Pop is about right now, and there’s no question Ke$ha was engineered by her producers for this moment. In addition to taking female sexuality to another level, she’s written songs so blaringly catchy that they jolt from the airwaves like a cell phone ringing in the middle of a funeral, and she’s stripped her message of substance so that we’re left with pure vapid entertainment, a la Jersey Shore.

So far she’s managed to sustain the momentum of her 2010 debut, Animal, with Cannibal, a nine-song EP. Cannibal’s text-speak-titled single, “We R Who We R,” gave Ke$ha her fifth consecutive #1 hit. But as times change and attention spans grow dimmer, one has to question her staying power. Already she’s hinted at future musical directions by citing David Bowie, the Flaming Lips, the Beastie Boys, and Prince as her influences. And while it was curious to hear a pop starlet appealing to Pitchfork readers with such name-dropping, one need only hear Animal‘s “Backstabber” for evidence of her possible trajectory. In it, Ke$ha disses some jealous, loose-lipped girl she knows over a disco-trash beat. But she goes it sans Auto-Tune and less nasally, revealing a layer to her music on a par with that of Brazilian dance-floor hedonists CSS.

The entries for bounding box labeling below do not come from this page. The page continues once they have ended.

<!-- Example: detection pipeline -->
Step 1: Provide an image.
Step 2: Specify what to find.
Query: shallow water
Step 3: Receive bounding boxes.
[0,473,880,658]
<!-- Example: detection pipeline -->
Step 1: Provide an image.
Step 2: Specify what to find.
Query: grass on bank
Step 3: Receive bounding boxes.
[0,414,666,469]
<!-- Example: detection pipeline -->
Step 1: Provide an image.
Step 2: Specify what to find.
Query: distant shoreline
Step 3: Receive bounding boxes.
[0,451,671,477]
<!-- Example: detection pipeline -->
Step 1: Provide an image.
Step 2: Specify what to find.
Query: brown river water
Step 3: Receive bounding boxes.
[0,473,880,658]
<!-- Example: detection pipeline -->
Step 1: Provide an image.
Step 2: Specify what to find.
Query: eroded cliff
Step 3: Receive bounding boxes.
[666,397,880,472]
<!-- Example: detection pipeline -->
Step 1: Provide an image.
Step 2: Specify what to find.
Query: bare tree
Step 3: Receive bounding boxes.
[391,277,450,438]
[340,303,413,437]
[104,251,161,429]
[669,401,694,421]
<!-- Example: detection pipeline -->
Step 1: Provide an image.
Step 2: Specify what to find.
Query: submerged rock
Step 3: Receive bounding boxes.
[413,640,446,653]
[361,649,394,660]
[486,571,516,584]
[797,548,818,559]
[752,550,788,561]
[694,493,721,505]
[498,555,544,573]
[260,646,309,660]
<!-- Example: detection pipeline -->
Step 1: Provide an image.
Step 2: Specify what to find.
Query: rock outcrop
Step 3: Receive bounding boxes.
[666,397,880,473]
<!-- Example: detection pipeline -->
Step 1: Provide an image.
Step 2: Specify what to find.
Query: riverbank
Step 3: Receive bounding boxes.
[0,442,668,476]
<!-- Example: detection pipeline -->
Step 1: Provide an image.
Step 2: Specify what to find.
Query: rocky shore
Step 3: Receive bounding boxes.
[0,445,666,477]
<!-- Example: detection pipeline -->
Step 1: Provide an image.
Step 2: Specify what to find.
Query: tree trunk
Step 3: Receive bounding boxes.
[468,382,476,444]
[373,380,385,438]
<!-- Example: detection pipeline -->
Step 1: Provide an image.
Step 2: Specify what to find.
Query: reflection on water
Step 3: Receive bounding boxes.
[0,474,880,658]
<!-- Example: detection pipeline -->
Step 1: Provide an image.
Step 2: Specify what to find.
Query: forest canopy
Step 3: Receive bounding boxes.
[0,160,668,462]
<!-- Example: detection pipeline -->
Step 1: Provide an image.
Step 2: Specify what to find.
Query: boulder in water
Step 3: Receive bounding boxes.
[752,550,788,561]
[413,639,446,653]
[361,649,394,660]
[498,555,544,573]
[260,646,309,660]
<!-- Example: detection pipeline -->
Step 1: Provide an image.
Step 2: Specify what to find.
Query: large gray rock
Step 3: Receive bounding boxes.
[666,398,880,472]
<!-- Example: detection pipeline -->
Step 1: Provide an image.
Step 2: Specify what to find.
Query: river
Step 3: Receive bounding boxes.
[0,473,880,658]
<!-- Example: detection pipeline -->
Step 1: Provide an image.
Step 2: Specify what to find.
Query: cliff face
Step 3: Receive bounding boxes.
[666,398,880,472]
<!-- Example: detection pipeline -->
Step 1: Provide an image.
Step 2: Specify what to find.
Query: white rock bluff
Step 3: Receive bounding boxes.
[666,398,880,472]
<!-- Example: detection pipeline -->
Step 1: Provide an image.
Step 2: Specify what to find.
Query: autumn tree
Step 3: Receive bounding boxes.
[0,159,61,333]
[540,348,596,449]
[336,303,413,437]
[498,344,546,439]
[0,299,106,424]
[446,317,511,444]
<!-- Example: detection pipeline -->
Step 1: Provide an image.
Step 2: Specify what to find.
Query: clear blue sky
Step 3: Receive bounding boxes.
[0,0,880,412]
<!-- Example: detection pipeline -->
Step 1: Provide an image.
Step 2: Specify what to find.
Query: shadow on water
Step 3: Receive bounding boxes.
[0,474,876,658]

“I’m interested to see how Ke$ha evolves,” says Powers. “She’s obviously smart. She will have to adapt her character over time, but that’s common in pop. Look at Pink. She had a #1 hit this year after 15 years as an ‘ingenue.’ It can happen!”

“Every time an artist has this sort of of-the-moment success, people are always asking, ‘Well, are they going to age well?’ ” says Caulfield. “I don’t think it should be about whether they can age well. Everyone was writing off Madonna early in her career. When she first came out, everyone thought Cyndi Lauper was the great artist and Madonna was the trampy slut.”